1947 film by Arthur Duarte

O Leão da Estrela (Portuguese language for "The Lion from Estrela") is a Portuguese comedy film of 1947, starring António Silva, Milú, Maria Eugénia, Laura Alves, Tony D'Algy, Fernando Curado Ribeiro, Arthur Agostinho, Maria Olguim, Cremilda de Oliveira, Óscar Acúrcio, and Erico Braga, and directed by Arthur Duarte. It is a classic of the Portuguese cinema. In its remake of 2015, the main character is played by Miguel Guilherme.

== Plot ==
Anastácio's family, from Lisbon, had casually met on vacation the Barata family from Porto, in the spa town of Caldas da Rainha, and one of Anastácio's daughters, who had a crush upon the handsome son of Mr.
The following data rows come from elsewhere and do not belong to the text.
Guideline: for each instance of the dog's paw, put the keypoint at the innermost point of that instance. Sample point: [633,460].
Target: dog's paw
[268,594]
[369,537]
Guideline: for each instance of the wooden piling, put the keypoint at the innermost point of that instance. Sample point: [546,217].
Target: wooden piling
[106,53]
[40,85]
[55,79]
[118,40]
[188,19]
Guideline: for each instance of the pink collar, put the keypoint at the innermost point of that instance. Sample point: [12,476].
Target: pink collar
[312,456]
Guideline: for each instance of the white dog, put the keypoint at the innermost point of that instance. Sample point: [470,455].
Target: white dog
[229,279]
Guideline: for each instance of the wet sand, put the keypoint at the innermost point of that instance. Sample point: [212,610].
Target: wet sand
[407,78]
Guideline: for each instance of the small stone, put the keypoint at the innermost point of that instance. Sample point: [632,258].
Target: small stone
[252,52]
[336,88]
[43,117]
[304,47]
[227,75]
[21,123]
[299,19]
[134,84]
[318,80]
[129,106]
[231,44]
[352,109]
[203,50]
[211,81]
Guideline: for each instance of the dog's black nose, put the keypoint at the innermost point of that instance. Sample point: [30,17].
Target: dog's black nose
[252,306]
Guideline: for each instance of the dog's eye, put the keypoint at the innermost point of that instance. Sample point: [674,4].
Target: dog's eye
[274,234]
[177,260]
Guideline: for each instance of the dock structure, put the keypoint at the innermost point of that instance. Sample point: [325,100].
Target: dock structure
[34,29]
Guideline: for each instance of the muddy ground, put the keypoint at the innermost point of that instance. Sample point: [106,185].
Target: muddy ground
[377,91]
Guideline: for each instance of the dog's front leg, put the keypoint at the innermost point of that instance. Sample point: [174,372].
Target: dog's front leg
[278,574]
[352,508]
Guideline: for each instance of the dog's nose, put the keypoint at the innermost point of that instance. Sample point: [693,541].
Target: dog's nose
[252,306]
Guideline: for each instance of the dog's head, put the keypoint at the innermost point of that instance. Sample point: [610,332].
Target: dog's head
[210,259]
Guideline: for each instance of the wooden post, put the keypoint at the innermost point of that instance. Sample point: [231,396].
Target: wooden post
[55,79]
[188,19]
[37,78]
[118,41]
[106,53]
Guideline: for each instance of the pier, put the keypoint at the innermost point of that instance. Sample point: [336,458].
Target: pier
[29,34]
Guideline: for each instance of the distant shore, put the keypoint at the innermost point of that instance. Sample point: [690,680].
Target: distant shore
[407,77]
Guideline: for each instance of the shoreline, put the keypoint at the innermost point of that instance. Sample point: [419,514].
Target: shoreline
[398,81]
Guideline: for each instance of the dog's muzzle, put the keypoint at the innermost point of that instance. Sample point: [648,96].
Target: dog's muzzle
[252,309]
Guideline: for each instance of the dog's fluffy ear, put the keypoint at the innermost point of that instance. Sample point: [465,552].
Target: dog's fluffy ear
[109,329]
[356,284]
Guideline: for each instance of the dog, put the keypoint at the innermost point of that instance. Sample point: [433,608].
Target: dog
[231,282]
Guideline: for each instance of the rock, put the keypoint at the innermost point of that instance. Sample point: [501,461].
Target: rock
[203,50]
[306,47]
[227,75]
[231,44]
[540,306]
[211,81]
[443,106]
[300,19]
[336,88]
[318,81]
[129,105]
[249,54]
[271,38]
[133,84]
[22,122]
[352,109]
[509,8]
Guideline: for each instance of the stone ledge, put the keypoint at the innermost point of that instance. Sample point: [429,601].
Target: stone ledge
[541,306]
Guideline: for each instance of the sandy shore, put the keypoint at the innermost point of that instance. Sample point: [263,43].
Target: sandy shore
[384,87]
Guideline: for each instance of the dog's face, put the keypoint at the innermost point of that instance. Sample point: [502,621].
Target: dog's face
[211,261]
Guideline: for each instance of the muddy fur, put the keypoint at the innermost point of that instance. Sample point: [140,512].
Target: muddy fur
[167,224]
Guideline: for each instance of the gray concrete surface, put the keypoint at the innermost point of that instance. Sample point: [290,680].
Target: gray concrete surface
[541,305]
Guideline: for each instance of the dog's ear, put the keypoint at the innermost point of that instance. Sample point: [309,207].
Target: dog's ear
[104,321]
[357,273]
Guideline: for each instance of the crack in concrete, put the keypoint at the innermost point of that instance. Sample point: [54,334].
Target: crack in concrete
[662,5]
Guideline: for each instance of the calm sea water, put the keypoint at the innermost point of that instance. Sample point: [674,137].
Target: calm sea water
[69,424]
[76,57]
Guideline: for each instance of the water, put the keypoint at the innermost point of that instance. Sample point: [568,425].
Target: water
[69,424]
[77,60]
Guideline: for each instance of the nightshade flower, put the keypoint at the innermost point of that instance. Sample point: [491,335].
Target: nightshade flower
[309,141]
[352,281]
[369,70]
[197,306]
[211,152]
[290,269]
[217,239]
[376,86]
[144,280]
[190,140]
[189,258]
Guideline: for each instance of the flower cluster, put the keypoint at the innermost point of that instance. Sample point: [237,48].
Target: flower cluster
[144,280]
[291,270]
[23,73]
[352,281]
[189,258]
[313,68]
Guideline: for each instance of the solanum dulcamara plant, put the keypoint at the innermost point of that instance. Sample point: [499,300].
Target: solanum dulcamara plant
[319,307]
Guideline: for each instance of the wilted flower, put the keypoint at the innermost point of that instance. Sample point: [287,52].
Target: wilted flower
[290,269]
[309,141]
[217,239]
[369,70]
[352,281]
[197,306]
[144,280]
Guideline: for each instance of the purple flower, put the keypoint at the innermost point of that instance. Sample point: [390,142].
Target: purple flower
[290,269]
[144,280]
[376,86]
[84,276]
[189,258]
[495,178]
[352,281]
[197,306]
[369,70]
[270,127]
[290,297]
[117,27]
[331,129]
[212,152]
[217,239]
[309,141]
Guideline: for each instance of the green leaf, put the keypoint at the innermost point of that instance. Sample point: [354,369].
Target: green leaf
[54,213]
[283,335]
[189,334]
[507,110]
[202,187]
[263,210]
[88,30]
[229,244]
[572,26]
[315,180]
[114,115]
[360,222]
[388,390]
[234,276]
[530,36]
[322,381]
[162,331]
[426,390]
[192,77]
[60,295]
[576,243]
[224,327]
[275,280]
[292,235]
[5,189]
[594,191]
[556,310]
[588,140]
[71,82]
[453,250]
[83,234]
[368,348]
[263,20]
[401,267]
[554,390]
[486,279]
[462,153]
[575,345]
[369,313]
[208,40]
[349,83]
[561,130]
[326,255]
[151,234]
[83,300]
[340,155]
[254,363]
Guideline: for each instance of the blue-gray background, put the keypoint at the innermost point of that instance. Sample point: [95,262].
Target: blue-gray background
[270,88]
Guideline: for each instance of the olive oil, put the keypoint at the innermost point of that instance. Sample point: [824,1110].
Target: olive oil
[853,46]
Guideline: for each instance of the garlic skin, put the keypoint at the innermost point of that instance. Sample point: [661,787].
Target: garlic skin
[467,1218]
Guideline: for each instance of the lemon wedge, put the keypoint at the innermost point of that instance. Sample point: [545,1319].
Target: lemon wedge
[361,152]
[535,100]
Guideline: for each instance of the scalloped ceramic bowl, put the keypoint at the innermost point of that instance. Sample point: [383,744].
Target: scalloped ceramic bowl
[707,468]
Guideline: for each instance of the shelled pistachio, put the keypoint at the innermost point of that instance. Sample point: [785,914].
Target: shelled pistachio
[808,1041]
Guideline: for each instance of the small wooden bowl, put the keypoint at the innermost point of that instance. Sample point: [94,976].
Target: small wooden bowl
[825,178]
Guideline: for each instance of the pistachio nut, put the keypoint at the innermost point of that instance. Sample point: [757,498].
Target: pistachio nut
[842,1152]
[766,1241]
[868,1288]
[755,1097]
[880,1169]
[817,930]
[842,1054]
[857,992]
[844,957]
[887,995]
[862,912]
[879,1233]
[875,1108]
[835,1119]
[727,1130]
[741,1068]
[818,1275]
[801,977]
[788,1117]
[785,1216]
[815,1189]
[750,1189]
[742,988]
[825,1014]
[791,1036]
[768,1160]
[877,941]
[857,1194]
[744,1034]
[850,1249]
Barata, lied about her family’s wealth prompting her vacationing family to stand with the lie. Later, a decisive Sporting Clube de Portugal's (the Lions or Leões in Portuguese because of the rampant lion in the sports club crest) away match with Futebol Clube do Porto is about to take place in the city of Porto. When he fails to get a train ticket to travel to Porto in an attempt to watch in loco the football game of his favourite football team from the sidelines, Anastácio, a supporter of Sporting Clube de Portugal employed in a Lisbon office, pretends to be a wealthy individual in order to be able to go to the city of Porto with his family, where they will be hosted by the Barata family for a stay in their house.